Hey everyone, I'm trying to make a simple lexer that splits up a given string into tokens. As you can see below, I have a Token class, and a Lexer class.
I want the Lexer class to interact with the Token class and create new objects. But when I try to return the object and use the returned object to create a new one in main, I get a weird error. If someone could help guide me to the right direction, that would be great. Thanks!
In lexer.cpp on line 54 you create a variable named token that goes out of scope (and is destroyed) on line 55 ( at the next } ).
Either create the variable outside the loop and assign to it inside the loop, or return the object directly from inside the loop. Think about what to do if the keyword is not found. Do you return some kind of "empty" token, or throw an exception, or something else?
How would I directly create an object outside the loop and assign it inside the loop if you don't mind me asking?
1 2 3 4 5 6 7 8 9 10
Token token; // assuming there is a default constructor
if(...) {
for(...) {
if(...) {
token = Token(¤tCharacter, TokenType[i].c_str());
break; // no need to continue searching since we have already found what we're looking for
}
}
}
return token;
But in this case I suspect it's better to simply return the object from inside the loop. Then there would be no need for a default constructor.
But this begs the question what to do if currentCharacter is not equal to the newline character or if the loop finishes without returning? You probably should do something because reaching the end of a non-void function leads to UB.
Thanks once again for the answer, I really appreciate it.
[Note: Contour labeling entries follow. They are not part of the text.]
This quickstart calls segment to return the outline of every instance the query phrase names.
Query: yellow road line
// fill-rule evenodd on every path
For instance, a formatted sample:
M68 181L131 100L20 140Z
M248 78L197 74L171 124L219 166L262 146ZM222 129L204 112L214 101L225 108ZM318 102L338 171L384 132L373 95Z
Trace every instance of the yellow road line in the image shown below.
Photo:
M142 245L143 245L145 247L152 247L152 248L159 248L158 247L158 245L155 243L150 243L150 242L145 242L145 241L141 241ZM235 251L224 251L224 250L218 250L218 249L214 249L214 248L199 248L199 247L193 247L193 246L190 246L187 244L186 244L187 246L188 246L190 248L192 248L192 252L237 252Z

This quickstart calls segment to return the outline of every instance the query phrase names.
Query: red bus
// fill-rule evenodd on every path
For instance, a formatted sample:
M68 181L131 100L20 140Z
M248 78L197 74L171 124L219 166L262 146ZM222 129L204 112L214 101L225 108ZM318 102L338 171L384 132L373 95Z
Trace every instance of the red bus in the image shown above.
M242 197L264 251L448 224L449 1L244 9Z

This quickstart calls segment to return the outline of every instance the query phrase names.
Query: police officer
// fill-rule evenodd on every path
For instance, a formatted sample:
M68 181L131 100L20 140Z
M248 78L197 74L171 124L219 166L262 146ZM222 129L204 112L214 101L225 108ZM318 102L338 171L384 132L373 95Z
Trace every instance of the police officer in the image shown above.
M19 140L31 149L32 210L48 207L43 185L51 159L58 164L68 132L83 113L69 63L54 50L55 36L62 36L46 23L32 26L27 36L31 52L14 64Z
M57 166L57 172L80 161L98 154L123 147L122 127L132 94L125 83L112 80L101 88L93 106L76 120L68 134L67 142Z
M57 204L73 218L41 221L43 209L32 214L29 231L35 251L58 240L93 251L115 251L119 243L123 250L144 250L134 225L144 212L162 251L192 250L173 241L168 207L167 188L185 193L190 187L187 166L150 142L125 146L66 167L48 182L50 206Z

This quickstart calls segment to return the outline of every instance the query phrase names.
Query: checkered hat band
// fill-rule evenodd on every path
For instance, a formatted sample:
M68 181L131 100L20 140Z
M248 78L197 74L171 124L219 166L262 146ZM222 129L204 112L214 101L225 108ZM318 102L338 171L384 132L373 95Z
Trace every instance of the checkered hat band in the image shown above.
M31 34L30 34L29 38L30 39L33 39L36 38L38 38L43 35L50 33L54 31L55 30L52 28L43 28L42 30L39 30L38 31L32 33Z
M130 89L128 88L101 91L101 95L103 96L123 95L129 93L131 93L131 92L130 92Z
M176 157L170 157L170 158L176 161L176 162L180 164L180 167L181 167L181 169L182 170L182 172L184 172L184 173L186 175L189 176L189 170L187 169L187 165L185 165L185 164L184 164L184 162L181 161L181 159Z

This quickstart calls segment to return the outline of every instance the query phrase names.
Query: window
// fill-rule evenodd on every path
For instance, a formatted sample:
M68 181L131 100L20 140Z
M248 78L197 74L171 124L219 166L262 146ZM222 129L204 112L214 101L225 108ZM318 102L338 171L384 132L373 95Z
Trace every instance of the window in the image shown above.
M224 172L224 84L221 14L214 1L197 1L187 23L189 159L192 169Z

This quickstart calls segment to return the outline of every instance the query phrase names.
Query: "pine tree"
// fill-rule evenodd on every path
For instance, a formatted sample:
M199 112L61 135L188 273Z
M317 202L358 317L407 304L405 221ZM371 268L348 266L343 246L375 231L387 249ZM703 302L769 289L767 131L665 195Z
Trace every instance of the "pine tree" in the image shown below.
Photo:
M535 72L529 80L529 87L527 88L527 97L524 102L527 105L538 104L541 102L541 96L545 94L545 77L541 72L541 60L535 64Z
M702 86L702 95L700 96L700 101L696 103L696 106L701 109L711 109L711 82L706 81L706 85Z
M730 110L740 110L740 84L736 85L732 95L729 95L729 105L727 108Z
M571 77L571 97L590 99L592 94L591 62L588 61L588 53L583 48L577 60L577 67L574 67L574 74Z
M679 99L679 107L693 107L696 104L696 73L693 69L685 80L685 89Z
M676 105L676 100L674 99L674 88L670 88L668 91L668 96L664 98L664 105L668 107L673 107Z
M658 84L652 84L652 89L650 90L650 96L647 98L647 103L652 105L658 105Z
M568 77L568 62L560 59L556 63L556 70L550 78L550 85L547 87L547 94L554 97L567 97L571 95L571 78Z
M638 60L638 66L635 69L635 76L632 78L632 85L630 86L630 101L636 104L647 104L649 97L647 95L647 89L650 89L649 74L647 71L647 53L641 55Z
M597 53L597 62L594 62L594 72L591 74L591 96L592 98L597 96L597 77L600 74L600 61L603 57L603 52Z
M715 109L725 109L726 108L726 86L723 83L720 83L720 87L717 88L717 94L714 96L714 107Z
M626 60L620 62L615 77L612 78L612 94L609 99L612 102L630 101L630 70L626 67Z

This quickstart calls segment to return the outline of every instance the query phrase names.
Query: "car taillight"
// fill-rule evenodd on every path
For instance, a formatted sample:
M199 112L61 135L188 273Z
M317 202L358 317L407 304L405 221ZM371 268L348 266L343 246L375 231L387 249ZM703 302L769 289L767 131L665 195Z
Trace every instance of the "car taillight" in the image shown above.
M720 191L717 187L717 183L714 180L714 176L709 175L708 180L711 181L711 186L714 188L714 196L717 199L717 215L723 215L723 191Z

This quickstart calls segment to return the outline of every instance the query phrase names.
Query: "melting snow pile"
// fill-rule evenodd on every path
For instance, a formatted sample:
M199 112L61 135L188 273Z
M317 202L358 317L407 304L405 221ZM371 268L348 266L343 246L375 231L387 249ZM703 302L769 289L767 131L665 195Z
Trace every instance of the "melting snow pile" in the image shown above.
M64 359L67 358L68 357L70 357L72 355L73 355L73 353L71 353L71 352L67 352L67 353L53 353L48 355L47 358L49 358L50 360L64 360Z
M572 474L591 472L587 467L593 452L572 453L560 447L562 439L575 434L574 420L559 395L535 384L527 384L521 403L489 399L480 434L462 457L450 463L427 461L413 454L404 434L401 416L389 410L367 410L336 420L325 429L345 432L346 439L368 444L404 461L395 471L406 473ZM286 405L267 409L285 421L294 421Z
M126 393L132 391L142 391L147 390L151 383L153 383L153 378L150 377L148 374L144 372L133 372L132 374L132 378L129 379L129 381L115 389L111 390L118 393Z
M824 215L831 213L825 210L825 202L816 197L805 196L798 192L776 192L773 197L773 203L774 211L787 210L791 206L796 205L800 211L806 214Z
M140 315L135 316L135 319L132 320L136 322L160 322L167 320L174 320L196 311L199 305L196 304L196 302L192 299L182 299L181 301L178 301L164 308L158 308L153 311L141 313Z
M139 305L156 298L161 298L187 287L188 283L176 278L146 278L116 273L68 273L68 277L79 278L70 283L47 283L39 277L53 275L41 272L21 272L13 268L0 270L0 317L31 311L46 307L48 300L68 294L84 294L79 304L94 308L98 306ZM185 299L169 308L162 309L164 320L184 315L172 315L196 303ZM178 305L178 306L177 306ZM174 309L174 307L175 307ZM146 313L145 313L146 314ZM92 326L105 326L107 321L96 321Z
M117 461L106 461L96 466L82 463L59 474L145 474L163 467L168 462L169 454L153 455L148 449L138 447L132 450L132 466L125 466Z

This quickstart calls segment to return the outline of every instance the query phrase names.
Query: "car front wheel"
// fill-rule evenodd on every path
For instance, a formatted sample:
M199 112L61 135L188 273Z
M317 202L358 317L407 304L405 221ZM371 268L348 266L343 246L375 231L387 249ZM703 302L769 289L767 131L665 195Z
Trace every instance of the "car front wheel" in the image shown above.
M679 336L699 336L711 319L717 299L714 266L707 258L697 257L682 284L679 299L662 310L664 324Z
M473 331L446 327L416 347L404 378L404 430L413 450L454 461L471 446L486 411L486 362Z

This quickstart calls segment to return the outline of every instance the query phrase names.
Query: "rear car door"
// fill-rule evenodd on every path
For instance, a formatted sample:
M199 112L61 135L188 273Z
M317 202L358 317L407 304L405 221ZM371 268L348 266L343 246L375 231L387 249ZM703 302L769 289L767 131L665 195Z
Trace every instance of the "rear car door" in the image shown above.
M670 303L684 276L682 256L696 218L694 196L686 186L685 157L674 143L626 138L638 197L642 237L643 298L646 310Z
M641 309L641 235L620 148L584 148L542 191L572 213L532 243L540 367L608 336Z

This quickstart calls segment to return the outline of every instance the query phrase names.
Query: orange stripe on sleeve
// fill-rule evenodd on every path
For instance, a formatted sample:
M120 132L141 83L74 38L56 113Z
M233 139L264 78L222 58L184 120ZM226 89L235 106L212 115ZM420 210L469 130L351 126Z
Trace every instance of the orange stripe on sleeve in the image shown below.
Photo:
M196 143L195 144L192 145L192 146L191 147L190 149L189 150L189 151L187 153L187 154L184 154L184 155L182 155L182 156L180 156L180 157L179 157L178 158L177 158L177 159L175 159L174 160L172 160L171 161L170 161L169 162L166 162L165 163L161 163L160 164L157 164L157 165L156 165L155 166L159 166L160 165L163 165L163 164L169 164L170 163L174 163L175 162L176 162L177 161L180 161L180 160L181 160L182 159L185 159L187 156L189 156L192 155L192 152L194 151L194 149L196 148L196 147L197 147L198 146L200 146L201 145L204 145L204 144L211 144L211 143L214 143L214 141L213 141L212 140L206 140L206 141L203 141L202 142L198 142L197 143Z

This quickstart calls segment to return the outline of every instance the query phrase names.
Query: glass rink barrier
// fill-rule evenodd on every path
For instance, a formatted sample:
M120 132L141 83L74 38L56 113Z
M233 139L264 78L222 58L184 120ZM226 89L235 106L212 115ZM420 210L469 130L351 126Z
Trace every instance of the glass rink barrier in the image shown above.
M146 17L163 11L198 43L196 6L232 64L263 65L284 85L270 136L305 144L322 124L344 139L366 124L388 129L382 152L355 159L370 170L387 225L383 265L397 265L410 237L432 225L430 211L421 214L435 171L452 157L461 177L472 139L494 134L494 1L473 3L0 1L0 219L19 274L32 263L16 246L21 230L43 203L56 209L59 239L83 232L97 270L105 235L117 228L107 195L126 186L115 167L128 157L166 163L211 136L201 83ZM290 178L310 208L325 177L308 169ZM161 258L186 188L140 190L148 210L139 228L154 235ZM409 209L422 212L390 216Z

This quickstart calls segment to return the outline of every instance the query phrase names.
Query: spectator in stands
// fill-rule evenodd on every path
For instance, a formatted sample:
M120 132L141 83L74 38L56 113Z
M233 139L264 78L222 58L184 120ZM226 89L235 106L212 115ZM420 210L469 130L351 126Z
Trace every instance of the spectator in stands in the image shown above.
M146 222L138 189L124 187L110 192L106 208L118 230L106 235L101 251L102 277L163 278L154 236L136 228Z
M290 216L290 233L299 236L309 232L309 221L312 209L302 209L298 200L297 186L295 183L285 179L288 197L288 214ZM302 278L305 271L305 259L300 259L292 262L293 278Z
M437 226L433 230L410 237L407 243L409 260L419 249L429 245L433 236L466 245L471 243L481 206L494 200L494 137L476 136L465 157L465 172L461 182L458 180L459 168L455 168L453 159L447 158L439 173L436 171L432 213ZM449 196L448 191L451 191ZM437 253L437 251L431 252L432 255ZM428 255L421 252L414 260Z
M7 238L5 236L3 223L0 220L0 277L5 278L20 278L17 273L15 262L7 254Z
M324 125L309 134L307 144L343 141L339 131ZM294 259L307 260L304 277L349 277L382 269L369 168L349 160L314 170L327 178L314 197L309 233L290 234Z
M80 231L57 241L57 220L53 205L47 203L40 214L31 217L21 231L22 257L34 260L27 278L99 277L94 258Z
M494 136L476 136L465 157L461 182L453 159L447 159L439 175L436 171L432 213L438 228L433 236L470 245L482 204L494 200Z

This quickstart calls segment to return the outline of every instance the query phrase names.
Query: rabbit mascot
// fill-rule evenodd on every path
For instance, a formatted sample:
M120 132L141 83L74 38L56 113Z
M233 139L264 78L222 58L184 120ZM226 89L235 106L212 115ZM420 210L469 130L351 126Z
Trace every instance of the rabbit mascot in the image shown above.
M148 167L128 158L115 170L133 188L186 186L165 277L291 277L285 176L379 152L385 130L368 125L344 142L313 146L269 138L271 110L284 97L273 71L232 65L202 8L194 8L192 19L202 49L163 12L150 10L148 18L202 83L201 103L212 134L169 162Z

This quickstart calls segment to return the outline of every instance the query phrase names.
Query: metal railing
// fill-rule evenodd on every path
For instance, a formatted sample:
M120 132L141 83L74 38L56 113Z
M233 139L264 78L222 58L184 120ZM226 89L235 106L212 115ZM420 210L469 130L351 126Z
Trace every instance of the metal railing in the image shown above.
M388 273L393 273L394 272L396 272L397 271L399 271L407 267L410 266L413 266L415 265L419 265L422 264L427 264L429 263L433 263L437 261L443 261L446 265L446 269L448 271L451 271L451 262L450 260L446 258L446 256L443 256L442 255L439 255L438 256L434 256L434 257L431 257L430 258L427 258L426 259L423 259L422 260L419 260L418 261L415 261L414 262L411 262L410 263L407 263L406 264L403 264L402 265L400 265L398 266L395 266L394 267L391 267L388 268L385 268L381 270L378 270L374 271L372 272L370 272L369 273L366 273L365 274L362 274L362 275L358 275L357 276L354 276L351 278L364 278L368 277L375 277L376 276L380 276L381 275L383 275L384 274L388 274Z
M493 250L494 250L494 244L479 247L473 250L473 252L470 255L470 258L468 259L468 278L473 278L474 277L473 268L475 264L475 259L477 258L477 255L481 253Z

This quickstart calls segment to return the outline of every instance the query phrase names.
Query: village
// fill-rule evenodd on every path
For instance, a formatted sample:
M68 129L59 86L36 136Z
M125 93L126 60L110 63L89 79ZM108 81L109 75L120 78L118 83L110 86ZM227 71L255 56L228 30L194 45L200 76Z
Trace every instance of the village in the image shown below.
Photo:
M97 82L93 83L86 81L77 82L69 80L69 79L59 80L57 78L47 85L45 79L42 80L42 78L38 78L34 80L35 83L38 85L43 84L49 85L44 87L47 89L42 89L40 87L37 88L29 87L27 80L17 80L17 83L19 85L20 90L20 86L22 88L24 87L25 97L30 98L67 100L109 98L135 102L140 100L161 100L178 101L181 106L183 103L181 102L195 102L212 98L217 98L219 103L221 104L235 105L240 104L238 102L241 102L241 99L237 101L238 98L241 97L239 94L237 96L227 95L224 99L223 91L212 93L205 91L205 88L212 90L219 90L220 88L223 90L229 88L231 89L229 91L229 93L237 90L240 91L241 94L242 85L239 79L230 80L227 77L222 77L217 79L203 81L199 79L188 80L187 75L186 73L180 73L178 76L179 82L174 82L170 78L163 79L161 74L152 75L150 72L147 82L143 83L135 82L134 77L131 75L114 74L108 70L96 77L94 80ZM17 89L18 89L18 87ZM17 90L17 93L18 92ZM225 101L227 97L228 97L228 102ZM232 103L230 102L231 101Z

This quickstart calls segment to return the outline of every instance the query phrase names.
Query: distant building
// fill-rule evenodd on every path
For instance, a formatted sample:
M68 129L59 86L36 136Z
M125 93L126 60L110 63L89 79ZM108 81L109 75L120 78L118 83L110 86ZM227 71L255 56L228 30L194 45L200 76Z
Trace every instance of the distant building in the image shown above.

I'm building a simple BASIC to C compiler as a exercise to understand C/C++ a bit more.
What you see above is extremely early in development.
There'll be way more statements to check if the current character equals something else, if it won't equal to anything, it'll return a error and stop the program, other wise if the current character reaches the end of the source, it'll return a '\0' and stop the program.
1) token.h L11,12 This will copy the pointer only - not the contents pointed to. This means that the passed value and type must exist and be valid for the lifetime of the token object. Is this what you mean - or do you really intend to copy the contents?
2) lexer.h . As there's only one TokenType used by all instances of Lexer class, this can be made static const.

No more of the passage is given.